Where you want browsers to display content within the browser instead of in a viewer (Safari seems very touchy about this):
plugin-types application/pdf;

Also check the other headers mentioned in the first post. Expect-CT could kill your site if the certificate isn't properly issued and appled, for example. X-Frame-Options is now replaced by the frames values in CSP. And make sure the cookies flags are correctly set.

Thank you dstiles

X-Frame-Options is now replaced by the frames values in CSP

Not really replaced. They overlap, but CSP gives much more control of whom is allowed to run any script. X-Frame is selective to just framing. I still use it to block remote framing/hijacking.

True. I also use it but my reason is: older user-agents may not recognise the CSP version, since it's newer.

That would be useful info... a breakdown of what browser & version supports what header fields, and not just these aforementioned security headers.

As for CSP:

Browser Support
Fortunately, support for the CSP header is widespread but there is one thing to watch out for, good old Internet Explorer. The Content-Security-Policy header is supported in the latest and greatest versions of Chrome, FireFox, Safari (OSX and iOS), Opera (but not Mini), the Android Browser and Chrome for Android. Internet Explorer, however, requires the X-Content-Security-Policy header instead. This means that if you want to have the most widespread support for your CSP header, you will need to issue it twice! I have to admit I'm not a great fan of that prospect but hopefully that will change in IE 12.

[scotthelme.co.uk...]

Does someone have an example of a complete .htaccess Content-Security-Policy line that does not block adsense?
I have not been able to get anything but the loosest Content-Security-Policy to work without blocking some ads.

Also, a Referrer-Policy line that does not cause an error in Chrome?

Ignore my comment about errors in chrome - I had a misbehaving plugin.

Still interested in what Content-Security-Policy settings people are using with adsense though.

*Please, no one post their exact security headers (for obvious reasons.)

@glitterball - Every site will be different. Use the examples found lower on the page at this link: [scotthelme.co.uk...]

You have to consider what type of vulnerability your site has. If you have a highly susceptible CMS like WP, I would include inline CSS protection and script injection protection.

@glitterball - Every site will be different. Use the examples found lower on the page at this link: [scotthelme.co.uk...]

Not very helpful given the last paragraph on that page (The Problem).

I was asking specifically about settings that allow adsense to work properly - I don't see how a generic line with (possibly) a few google domains could be a security risk.

There are various versions of a CSP that allows Adsense.
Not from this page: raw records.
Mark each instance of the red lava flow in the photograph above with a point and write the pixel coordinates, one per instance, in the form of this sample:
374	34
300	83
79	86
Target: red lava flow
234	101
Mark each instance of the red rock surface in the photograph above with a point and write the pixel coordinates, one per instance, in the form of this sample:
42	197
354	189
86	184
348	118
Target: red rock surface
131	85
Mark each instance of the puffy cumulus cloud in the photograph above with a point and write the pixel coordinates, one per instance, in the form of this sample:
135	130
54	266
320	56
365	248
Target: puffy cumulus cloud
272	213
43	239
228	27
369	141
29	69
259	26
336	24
This is the code Google recommends:

Header set Content-Security-Policy "script-src 'self' https://apis.google.com"

However, exact syntax will depend on your server config. If you use a redirect (example to www or HTTP to HTTPS) you may need you use your full domain path "https://www.example.com" instead of "self"

This is the basic CSP for allowing Adsense, however it does not protect from other threats. That's why you *must* build your own, depending on your site.
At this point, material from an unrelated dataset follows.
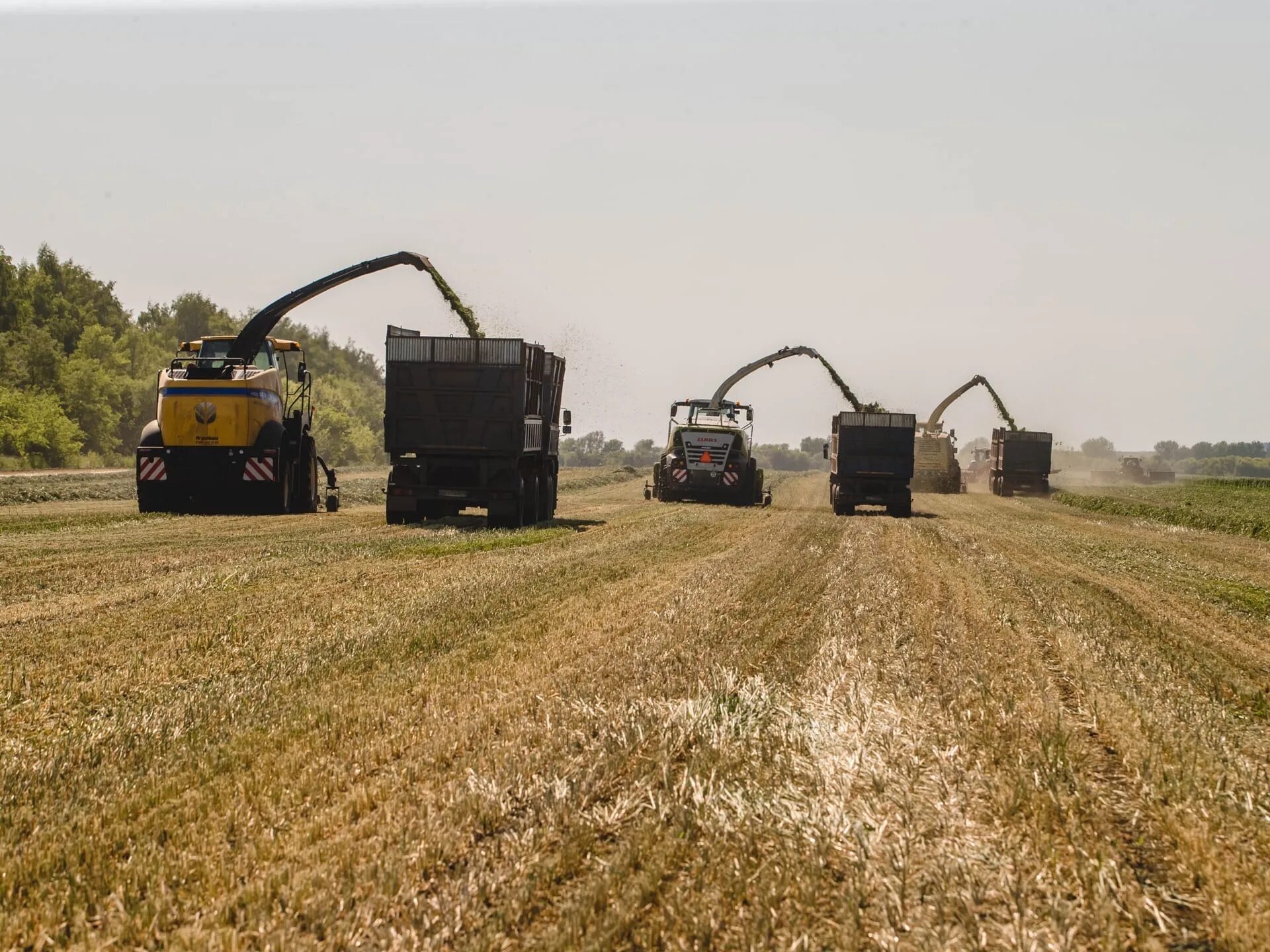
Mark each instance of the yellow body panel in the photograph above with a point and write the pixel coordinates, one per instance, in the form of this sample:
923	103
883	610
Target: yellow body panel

@keyplyr Thanks for that, unfortunately, for me, that blocks Adsense and Chrome returns errors such as:
Refused to execute inline script because it violates the following Content Security Policy directive: "script-src https://www.example.com [apis.google.com"....] Either the 'unsafe-inline' keyword, a hash ('sha256-etc'), or a nonce ('nonce-...') is required to enable inline execution.

Using 'self' instead of https://www.example.com produces the same result.

Then you need to allow inline script, add that to the CSP. I think its in those examples in that link.

To work on individual issues, you should start a new thread and title it appropriately.

@keyplyr You would also need to add every top-level localised Google domain (and others). In which case, it's impractical.

That's not an accurate statement.

I think you're missing the point. This is not a theoretical concept for debate.

The above listed security headers, including the CSP, are practical applications in use by hundreds of thousands of front facing web sites and quickly becoming a standard of security for both the site owner and the visitor.